São Raimundo das Mangabeiras is a municipality in the state of Maranhão in the Northeast region of Brazil.

== History ==

The beginning of the settlement of São Raimundo das Mangabeiras dates back to 1890, but until 1895, only Faustino Trindade and Sabino Bezerra lived there, who were, as is known, its first inhabitants. Then, coming from Jurumenha - PI, Cipriano Taveira arrived with the help of the local population and neighboring villages in the construction of a church dedicated to Saint Raimundo Nonato, who is still the patron of the city. In 1917, Colonel Manoel José de Santana of New York and Major Rozendo Pires Ferreira of Loreto founded the Santana & Pires firm in São Raimundo das Mangabeiras, which is dedicated to the purchase of agricultural products and the sale of manufactured goods, becoming very well known in the south of Maranhão and north of Goiás.

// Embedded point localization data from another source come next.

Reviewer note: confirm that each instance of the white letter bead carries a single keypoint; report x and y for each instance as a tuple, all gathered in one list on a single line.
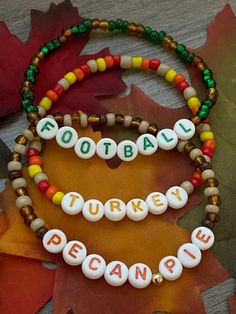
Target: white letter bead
[(66, 137), (116, 273), (177, 197), (167, 139), (170, 268), (189, 255), (147, 144), (72, 203), (185, 129), (140, 275), (157, 203), (74, 253), (93, 266), (115, 209), (127, 150), (85, 148), (106, 148), (47, 128), (137, 209), (203, 238), (93, 210), (54, 241)]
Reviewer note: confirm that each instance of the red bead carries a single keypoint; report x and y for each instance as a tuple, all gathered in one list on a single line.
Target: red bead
[(58, 89), (207, 151), (116, 60), (85, 68), (154, 64), (182, 85), (32, 152), (196, 183), (43, 186)]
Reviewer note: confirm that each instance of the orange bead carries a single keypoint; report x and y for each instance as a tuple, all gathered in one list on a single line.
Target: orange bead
[(79, 74), (109, 61), (210, 144), (51, 191), (52, 95), (35, 160), (179, 78), (145, 64)]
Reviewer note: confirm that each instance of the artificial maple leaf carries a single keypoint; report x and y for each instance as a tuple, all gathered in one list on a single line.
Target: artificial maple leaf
[(25, 285), (44, 27)]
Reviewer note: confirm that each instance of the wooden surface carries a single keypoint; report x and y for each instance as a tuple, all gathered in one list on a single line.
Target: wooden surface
[(185, 20)]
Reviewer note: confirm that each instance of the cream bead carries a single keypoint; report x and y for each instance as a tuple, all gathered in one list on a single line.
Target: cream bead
[(188, 187), (170, 268), (92, 64), (28, 134), (19, 148), (72, 203), (111, 119), (74, 253), (23, 201), (189, 255), (162, 69), (177, 197), (115, 209), (211, 191), (203, 238), (19, 183), (137, 209), (212, 209), (140, 275), (40, 177), (189, 92), (157, 203), (47, 128), (14, 165), (208, 174), (93, 210), (116, 273), (195, 153), (54, 241), (36, 224), (93, 266)]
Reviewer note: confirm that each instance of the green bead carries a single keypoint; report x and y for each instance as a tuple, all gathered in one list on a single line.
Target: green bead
[(111, 26)]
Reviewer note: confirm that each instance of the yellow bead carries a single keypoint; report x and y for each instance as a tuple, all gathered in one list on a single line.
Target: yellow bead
[(33, 170), (70, 77), (46, 103), (101, 64), (57, 198), (193, 101), (206, 135), (170, 75), (137, 62)]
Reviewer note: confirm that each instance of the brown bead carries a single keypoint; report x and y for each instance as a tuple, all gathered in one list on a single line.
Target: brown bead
[(119, 119), (15, 174), (26, 210), (189, 147), (213, 217), (205, 166), (93, 119), (15, 156), (153, 128), (211, 182), (208, 224), (21, 191), (21, 139), (214, 200), (41, 232), (29, 218)]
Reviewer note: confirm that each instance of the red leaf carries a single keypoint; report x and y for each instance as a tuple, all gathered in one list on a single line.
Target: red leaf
[(15, 57)]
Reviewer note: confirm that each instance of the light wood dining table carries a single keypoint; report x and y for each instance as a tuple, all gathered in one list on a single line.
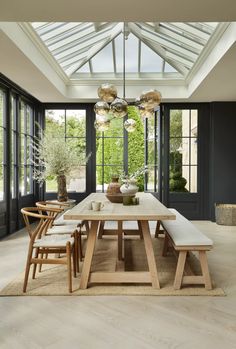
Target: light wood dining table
[(149, 209)]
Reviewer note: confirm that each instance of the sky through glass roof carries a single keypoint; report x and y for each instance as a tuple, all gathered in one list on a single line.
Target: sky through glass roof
[(164, 49)]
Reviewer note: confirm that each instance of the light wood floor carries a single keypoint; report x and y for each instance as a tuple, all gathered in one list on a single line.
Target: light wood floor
[(122, 322)]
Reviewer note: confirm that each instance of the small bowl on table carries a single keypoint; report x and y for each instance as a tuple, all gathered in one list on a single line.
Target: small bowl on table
[(118, 198)]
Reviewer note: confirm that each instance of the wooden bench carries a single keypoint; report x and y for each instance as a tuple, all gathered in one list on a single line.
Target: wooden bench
[(185, 237)]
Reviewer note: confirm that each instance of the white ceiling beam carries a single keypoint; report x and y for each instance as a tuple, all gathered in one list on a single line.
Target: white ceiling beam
[(176, 28), (139, 55), (169, 43), (94, 50), (69, 36), (179, 59), (179, 37), (90, 67), (158, 49), (192, 31), (83, 45), (57, 32), (114, 55), (76, 39)]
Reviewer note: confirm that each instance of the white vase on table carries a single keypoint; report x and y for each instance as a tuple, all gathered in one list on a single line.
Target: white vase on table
[(129, 187)]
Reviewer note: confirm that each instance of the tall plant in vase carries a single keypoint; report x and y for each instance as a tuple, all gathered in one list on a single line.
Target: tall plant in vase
[(54, 157)]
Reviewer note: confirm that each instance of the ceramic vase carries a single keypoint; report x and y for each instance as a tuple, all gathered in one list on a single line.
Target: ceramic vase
[(129, 187), (114, 187)]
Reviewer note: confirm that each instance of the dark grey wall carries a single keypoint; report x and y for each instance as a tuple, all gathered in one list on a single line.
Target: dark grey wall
[(222, 155)]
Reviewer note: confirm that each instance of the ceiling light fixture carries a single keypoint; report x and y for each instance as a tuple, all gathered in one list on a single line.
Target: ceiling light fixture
[(111, 106)]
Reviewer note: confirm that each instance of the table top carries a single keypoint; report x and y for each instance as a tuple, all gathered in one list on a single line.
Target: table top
[(149, 208)]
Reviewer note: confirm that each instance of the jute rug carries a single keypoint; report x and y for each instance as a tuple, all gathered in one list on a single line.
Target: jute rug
[(52, 281)]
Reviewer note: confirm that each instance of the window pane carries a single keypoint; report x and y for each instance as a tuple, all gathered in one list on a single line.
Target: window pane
[(193, 151), (28, 185), (150, 61), (22, 118), (78, 145), (151, 178), (105, 173), (55, 119), (1, 183), (51, 184), (77, 180), (193, 179), (179, 123), (22, 184), (76, 123), (183, 150), (70, 124)]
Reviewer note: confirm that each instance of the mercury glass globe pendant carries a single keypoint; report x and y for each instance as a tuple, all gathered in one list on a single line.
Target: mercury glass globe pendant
[(119, 108), (107, 92), (111, 106), (130, 125)]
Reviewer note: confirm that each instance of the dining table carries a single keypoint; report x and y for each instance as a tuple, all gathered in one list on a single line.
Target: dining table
[(148, 209)]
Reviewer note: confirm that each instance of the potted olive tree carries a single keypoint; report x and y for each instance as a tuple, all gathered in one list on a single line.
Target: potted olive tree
[(54, 157)]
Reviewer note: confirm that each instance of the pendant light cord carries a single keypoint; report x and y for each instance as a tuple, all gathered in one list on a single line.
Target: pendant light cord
[(124, 61)]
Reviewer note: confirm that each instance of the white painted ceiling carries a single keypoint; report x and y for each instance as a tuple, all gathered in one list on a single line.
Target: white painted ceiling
[(28, 64)]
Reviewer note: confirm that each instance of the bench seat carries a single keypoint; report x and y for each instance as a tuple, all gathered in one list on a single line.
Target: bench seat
[(184, 233), (184, 237)]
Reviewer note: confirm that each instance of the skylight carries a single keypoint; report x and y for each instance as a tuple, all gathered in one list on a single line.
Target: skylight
[(163, 49)]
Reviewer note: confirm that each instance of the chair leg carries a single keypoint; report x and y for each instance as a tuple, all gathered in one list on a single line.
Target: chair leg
[(140, 230), (68, 255), (35, 264), (40, 265), (80, 247), (86, 226), (180, 270), (76, 252), (27, 268), (75, 259)]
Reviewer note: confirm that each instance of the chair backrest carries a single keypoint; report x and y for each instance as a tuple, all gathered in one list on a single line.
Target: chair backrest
[(48, 206), (44, 220)]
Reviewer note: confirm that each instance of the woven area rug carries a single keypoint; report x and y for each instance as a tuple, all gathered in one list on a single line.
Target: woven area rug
[(52, 281)]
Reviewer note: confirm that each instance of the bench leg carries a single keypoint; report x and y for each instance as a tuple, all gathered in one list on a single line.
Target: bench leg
[(157, 231), (101, 229), (166, 245), (180, 270), (205, 270)]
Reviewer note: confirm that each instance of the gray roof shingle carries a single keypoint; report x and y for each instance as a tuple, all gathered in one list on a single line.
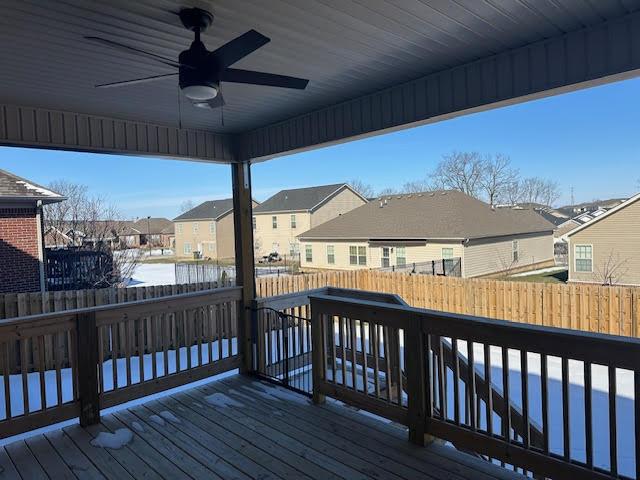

In 1925, he was elevated to the rank of town and, as a result of efforts made by State Representative José Franklin da Serra Costa, gained political autonomy by virtue of Law No. 272, dated December 31, 1948. His first (named) mayor was Colonel Raimundo Nonato dos Santos, who was then elected Manoel Olívio de Carvalho.

== Education ==

The main schools are: Integrated Unit Mr. João Bosco (municipal), Teaching Center São Raimundo Nonato (state), Escola Moranguinho (private), Escola Infantil Raio de Sol (private), Integrated Unit Monsenhor Barros (state), INFO Professional Qualification, Unit Integrated Father Fábio Bertagnolli (Municipal), and Integrated Unit Mr. Rino Carlesi (Municipal), Integrated Unit Manoel da Silva Costa (Municipal).

=== Library ===
The city has a municipal public library: the Maria Salomé da Silva Moura Library.

=== IFMA ===
The agricultural school, which preceded the Institute, was requested by the federal deputy Cléber Verde of the PRB in 2007. With the approval of the law that transformed agrotechniques at the Federal Institutes, the municipality was contemplated for a campus. The IFMA - Federal Institute of Science and Technology of Maranhão - was instituted on the Campus of São Raimundo das Mangabeiras through the current President of the TCU, Minister Raimundo Carreiro, who was honored by the institution that gave his name to the institution's library. The IFMA was a regional lever in the parameters of education in secondary, technical, and higher education, until then lacking in the city. With this, the flow of immigrant students increased so much that, in 2016, approximately 50% of students were from surrounding cities.